Use tar vs bzip2 for creating a .tar.bz2 archive?

I just read that tar can create .tar.bz2 files. All this while, I was using tar + bzip2 to do this.

I was wondering if there was a difference between using tar to create the archive vs using bzip2?

Also, why have 2 things which does the same thing?

Thanks!


GNU tar supports the --bzip2 option, which lets you stream the tar file through bzip2 before writing the resultant file out to disk. All tar compression supported by command-line options operates on chunks of streamed data, which doesn't matter much in the average case, but external compression may be able to offer better compression even with the same algorithm.

For example, using --bzip2 uses a pre-defined compression level, while running bzip2 on an uncompressed tarball gives you the opportunity to tune various compression parameters and perhaps achieve tighter compression. In addition, operations that can use the entire tarball for input might be able to take advantage of compression opportunities beyond the standard-sized chunks available through streaming. A good example would be lrzip, which can take advantage of redundancies throughout the entire tar archive, rather than just redundancies within the current data chunk.

Unless space is at an extreme premium, you're generally better off using the built-in compression options for simplicity's sake. The built-in options provide a high level of convenience and a reasonable trade-off between speed and compression. However, your mileage may definitely vary.


I was wondering if there was a difference between using tar to create the archive vs using bzip2?

Bzip2 is a compression tool ... and a very good one.

tar is an Archiving (storage) tool ... perhaps the most successful and robust one.

Also, why have 2 things which does the same thing?

Well tar predates bzip and I think even the original zip.

They only do the "same thing" in some limited cases.

Perhaps your not fully understanding what tar is about ?

Tar is for archiving (Tape Archiver) it does way more than compress a glob of files.

<quote man page>
DESCRIPTION
     Tar stores and extracts files from a tape or disk archive.
 </quote>

So you can add ,extract, subtract, update the contents of the archive. (without unpacking it in many cases)

Its a classic tool that evolved in the far distant heroic past, when 64K was a lot of memory and streaming (character by character) based storage was a norm. (like magnetic tapes).

tar can do things like instruct some (nominally human) operator to change tapes or spool forward/back to the correct range and location on many meters "tape".

All of this functionality is still useful, even if the actual hardware has long gone, the concepts are still used. Especially in backup world.
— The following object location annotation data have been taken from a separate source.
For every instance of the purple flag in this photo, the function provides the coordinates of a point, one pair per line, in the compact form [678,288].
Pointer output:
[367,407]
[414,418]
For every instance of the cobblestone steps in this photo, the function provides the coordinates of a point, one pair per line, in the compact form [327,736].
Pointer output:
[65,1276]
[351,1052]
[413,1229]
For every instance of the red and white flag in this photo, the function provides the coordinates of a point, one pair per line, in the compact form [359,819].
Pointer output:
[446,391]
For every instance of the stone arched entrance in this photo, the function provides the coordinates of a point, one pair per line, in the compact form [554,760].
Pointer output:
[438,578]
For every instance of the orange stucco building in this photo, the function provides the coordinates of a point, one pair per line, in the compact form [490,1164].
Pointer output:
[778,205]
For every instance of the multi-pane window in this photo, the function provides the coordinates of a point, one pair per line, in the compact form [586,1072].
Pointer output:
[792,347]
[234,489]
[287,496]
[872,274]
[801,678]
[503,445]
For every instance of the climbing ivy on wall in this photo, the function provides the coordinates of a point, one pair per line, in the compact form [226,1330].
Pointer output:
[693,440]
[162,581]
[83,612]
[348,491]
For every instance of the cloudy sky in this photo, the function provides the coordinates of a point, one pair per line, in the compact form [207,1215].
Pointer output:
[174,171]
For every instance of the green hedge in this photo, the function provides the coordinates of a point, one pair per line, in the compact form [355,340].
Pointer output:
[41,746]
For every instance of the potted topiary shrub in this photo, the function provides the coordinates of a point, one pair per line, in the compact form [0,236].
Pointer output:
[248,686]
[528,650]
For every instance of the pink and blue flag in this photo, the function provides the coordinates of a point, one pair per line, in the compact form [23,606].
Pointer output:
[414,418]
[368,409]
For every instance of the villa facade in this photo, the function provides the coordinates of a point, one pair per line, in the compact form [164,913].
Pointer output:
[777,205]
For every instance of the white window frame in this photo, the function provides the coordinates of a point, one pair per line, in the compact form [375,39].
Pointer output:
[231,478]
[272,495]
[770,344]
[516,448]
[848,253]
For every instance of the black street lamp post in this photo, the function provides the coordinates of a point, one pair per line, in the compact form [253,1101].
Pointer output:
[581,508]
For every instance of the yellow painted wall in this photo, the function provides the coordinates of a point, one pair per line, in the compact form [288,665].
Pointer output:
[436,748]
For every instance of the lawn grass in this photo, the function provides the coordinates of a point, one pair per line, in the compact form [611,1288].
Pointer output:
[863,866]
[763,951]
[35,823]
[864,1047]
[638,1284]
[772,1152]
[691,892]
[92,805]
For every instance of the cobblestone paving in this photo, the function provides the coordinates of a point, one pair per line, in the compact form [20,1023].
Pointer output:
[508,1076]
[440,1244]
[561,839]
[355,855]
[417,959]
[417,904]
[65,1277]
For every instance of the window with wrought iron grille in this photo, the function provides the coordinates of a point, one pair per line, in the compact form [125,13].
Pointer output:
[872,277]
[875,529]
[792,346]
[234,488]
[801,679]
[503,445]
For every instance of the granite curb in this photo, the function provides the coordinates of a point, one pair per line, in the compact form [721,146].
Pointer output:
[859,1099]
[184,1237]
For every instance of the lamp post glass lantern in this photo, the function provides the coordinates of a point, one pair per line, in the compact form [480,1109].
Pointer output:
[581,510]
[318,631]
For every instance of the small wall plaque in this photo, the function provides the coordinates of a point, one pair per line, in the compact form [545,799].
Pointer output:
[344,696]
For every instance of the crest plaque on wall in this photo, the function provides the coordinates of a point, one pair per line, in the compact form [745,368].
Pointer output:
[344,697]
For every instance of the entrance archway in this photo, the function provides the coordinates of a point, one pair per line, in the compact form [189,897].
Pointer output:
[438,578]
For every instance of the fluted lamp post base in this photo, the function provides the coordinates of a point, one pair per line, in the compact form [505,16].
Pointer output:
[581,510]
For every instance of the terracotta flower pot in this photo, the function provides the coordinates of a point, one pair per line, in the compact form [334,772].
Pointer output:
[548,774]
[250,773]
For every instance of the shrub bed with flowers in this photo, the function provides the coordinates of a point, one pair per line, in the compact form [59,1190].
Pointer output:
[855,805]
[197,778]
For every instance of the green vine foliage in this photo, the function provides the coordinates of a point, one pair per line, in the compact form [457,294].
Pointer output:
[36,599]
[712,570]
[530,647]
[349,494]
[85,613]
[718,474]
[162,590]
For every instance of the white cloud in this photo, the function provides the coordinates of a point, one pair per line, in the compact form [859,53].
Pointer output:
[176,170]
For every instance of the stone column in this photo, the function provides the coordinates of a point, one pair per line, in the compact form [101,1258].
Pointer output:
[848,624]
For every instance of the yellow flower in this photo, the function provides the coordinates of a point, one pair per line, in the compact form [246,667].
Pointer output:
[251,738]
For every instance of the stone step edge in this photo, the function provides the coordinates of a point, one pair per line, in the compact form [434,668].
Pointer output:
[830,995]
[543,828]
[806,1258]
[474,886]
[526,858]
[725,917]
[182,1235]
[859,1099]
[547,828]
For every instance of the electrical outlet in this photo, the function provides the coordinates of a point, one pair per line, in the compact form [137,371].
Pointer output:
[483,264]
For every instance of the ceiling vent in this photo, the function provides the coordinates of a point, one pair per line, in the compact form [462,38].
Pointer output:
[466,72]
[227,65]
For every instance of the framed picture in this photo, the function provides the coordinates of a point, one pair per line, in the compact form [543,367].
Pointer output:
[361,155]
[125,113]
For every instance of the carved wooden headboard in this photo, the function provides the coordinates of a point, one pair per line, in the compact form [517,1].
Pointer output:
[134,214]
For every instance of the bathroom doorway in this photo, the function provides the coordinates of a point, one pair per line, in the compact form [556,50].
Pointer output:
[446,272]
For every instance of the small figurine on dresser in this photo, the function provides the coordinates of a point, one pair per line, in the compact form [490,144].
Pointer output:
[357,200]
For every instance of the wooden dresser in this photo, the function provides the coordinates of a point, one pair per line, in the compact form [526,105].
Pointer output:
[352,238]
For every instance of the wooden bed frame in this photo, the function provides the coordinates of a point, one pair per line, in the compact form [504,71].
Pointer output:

Generally it knows about the structure and state of an archived file system and can alter it or read from it more or less like a real live file system. (which of course it is but compressed, recorded/registered and squirreled away someplace)

rsync has some (much) of it's functionality but with clever algorithms around diffs.

see also pax.

Bzip is a brilliant tool and in most cases can compress more heavily than zip/gzip.

It efficient and quite robust, as a general purpose compression tool. It focus is compression.

Over time compressed files have come to be called archives, as it something most of them have in common.

Oh and finally tar does have native basic (unrollable) compression as well. You use the -z or -j switch to choose to use that particular compression algorithm instead. (hmm or perhaps as well ?)

hit the man pages on gzip tar bzip2 pax rsync :)

just scrolling thorough the tar docs should give you the idea.